While the PIB enables companies to elect to either convert to the PIB or remain on existing terms, it does not provide clear assurances that projects whose leases will be renewed in the coming years will be able to retain the rights and benefits they have earned since the start of their operations.
“In addition, the PIB provisions expects lease holders to relinquish (upon conversion or renewal) lease areas and zones, thereby potentially jeopardizing future exploration/development and long-term contractual gas supply obligations.

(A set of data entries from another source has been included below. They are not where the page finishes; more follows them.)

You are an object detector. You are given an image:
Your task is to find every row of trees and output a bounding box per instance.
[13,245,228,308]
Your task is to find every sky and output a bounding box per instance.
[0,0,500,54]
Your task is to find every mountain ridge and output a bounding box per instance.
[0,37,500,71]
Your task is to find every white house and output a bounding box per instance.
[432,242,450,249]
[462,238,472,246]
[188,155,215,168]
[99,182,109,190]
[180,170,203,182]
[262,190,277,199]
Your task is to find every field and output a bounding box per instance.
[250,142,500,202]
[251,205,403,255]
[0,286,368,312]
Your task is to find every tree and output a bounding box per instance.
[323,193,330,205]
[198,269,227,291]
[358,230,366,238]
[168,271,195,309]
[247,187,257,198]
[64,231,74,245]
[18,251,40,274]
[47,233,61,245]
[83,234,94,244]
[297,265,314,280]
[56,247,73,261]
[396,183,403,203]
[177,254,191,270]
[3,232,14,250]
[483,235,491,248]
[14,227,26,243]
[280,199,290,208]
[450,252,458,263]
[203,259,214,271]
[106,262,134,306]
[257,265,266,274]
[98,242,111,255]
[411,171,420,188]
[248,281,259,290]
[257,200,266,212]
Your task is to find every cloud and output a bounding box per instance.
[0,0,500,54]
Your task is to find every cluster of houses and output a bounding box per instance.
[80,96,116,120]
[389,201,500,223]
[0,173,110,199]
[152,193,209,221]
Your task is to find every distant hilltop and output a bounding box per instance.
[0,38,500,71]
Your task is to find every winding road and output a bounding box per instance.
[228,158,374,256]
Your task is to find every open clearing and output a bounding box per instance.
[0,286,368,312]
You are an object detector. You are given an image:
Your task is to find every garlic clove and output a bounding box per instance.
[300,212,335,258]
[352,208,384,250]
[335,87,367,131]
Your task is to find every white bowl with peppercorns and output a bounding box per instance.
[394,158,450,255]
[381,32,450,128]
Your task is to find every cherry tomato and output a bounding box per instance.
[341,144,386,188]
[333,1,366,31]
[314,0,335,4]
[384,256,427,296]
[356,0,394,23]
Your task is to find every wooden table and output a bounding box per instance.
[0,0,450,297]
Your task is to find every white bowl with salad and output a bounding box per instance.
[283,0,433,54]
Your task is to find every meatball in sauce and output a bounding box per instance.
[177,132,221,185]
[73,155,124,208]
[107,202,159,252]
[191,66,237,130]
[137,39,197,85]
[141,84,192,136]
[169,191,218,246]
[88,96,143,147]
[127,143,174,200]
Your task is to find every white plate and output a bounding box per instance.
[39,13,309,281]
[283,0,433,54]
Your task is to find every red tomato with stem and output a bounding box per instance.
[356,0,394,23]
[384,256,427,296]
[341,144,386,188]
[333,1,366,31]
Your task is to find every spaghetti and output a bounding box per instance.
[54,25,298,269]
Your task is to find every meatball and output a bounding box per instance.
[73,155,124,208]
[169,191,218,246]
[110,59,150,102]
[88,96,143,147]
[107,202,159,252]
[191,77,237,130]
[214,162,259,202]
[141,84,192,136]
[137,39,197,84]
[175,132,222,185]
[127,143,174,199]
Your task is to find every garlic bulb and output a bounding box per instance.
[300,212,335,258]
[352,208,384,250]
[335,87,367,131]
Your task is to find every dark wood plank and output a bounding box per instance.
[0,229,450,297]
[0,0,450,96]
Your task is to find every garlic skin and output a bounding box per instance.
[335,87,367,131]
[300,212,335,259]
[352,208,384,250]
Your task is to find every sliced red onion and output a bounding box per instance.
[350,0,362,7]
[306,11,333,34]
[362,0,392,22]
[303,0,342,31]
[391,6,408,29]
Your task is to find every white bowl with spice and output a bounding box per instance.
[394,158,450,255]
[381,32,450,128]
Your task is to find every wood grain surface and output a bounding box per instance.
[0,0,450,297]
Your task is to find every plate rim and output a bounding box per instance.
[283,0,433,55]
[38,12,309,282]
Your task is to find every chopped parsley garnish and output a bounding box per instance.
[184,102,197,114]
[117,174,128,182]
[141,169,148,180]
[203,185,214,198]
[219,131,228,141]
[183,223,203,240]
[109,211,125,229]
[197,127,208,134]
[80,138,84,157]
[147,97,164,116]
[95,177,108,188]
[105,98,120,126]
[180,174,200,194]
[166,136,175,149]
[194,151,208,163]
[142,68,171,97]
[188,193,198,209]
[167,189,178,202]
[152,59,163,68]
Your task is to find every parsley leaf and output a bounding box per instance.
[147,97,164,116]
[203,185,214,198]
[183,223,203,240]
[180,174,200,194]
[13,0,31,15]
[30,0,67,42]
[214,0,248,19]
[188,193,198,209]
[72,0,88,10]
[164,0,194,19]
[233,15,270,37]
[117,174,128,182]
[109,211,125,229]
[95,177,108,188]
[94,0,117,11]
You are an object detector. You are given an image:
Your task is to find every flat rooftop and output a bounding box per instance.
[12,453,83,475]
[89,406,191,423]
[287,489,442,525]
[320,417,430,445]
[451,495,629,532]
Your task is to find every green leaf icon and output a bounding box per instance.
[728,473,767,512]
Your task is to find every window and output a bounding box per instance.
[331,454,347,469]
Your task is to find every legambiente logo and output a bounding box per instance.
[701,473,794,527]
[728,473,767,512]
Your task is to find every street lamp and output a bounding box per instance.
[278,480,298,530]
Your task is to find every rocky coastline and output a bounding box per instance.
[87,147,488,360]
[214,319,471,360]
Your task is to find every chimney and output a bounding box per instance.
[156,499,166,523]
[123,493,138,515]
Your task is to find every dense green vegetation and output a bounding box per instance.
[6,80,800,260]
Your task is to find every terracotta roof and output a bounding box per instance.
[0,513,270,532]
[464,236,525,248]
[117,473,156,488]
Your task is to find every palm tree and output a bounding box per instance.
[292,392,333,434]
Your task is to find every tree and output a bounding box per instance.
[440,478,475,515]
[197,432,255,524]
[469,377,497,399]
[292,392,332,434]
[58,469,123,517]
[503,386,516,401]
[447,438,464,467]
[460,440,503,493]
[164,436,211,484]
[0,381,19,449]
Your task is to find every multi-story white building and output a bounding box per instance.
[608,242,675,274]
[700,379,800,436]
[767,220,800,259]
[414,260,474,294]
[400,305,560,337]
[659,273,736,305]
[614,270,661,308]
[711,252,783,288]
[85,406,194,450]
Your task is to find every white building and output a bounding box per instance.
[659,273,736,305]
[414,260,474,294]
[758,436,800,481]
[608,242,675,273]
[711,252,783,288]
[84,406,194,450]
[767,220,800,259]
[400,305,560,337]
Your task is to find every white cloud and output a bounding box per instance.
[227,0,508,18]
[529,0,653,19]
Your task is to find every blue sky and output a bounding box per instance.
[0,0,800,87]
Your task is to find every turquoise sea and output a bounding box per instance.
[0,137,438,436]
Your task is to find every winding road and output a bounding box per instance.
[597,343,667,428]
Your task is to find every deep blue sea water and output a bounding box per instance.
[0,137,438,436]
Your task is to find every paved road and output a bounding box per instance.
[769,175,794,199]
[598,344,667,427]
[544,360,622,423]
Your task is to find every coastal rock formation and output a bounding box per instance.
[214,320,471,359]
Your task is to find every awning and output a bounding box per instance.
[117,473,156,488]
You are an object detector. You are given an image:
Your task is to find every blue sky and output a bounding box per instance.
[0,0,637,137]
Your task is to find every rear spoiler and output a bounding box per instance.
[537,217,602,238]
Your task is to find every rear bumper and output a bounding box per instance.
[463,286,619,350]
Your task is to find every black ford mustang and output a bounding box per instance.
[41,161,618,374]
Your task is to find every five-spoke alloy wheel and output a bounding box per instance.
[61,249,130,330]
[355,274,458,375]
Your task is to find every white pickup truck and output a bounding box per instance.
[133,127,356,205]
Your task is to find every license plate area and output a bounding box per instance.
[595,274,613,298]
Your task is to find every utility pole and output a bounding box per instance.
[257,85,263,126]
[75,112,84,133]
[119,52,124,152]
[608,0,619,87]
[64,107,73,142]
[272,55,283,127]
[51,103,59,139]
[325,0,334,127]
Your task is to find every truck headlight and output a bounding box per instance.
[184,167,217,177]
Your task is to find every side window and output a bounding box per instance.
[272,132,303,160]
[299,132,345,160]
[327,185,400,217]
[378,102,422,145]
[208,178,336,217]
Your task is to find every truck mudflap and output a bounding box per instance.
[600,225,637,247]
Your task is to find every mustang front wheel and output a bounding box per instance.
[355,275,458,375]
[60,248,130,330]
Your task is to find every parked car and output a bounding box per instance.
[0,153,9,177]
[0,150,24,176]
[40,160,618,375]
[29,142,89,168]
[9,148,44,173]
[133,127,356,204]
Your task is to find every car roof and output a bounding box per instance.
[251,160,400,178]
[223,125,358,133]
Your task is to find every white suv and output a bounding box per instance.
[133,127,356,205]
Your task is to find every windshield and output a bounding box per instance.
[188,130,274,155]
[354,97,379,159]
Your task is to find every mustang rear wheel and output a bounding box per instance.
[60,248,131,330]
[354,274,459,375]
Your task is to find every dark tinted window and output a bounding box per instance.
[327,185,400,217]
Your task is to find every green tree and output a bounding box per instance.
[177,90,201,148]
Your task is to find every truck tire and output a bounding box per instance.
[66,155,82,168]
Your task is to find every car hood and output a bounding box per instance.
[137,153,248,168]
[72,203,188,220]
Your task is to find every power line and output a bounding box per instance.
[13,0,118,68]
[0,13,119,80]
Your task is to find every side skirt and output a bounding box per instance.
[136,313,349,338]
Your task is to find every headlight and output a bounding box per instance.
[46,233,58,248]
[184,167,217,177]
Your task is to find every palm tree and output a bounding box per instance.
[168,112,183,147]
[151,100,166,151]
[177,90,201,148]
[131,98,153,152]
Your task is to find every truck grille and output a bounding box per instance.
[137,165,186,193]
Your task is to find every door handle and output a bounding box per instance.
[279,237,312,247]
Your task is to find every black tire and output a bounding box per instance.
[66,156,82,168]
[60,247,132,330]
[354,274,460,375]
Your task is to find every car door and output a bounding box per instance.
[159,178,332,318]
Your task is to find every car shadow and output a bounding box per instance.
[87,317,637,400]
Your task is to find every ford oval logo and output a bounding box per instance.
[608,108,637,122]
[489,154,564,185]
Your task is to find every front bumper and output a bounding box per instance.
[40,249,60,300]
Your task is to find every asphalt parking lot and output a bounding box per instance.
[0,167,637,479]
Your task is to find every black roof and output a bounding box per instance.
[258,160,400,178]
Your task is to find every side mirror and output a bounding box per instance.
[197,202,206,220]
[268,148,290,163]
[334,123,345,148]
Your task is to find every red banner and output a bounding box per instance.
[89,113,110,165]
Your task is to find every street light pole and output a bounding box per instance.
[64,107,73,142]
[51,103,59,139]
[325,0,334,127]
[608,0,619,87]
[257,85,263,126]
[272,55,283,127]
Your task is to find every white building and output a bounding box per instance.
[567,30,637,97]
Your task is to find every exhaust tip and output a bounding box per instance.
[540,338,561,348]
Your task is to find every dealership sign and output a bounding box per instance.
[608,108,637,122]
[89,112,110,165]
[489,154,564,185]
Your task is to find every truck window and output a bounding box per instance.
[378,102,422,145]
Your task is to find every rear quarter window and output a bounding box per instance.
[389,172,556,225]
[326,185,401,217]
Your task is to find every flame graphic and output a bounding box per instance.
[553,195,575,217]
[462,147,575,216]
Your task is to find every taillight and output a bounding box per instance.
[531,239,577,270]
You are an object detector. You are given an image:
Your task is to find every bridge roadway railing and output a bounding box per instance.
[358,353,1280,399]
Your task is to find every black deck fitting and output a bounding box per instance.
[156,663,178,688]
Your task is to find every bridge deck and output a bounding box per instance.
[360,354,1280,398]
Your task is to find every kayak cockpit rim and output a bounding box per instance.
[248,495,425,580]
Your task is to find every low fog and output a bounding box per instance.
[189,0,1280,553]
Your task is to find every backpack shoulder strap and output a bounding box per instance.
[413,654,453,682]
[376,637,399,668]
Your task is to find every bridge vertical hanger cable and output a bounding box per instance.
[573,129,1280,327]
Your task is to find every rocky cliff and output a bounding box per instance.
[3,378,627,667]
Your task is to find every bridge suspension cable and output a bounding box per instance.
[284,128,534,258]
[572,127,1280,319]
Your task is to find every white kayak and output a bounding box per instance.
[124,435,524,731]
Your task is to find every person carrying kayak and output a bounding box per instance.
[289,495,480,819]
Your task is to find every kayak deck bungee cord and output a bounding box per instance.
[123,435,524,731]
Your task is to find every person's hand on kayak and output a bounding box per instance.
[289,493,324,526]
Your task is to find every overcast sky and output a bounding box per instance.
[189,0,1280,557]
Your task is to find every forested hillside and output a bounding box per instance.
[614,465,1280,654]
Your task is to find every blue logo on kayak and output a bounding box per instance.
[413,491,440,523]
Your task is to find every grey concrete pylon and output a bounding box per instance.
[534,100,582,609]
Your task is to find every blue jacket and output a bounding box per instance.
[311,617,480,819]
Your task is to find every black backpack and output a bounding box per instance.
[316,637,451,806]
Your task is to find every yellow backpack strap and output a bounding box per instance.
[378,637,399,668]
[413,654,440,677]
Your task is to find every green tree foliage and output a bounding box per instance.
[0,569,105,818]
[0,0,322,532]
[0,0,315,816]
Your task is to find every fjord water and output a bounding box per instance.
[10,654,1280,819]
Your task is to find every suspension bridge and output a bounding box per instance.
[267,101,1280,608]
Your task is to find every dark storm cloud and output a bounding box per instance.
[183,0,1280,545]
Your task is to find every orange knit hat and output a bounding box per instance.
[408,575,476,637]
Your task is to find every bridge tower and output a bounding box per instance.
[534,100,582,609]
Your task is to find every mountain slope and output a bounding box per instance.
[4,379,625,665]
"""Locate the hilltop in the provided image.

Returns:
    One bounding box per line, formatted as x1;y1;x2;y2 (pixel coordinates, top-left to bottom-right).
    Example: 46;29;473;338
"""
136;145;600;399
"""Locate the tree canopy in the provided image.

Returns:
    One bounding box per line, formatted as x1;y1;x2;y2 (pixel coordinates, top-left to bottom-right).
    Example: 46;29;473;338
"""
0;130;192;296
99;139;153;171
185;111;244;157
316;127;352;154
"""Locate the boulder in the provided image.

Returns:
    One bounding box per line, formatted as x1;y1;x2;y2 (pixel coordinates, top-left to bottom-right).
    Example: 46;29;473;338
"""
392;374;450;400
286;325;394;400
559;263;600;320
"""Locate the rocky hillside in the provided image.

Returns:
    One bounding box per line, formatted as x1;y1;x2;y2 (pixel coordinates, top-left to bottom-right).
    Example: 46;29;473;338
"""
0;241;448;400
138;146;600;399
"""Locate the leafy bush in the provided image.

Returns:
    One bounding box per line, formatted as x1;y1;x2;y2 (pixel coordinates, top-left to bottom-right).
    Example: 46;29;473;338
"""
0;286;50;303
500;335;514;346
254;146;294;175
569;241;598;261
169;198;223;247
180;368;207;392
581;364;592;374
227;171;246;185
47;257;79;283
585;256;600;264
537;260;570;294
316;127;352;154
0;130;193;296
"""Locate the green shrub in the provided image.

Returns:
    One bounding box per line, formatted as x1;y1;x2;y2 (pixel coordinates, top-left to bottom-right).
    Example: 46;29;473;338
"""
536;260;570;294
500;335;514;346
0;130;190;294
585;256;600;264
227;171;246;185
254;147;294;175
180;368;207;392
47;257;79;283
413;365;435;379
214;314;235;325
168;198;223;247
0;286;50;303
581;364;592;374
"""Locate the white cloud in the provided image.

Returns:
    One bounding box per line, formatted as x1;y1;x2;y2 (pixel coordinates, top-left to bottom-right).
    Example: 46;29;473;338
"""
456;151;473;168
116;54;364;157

“To ensure the stability of projects, operators should be able to maintain the structure of gas contracts and pricing agreed between parties prior to PIB becoming law. “The bill should clarify acreage relinquishment requirements upon conversion. Lastly, the PIB opens the possibility of separating liabilities from assets against which those liabilities can be settled (per existing Joint Operating Agreements), which created a significant risk to NNPC’s JV partners of nonpayment of pre-existing commitments. We believe that both the assets and liabilities of NNPC should be transferred to the same entity,” he noted.
To address these risks, he said that companies should retain their right to contractual dispute resolution, stabilisation of historical legislative and regulatory changes, PSC/PSA tax benefits earned but not utilised by conversion date and AGFA based investments retain earned allowances in upstream.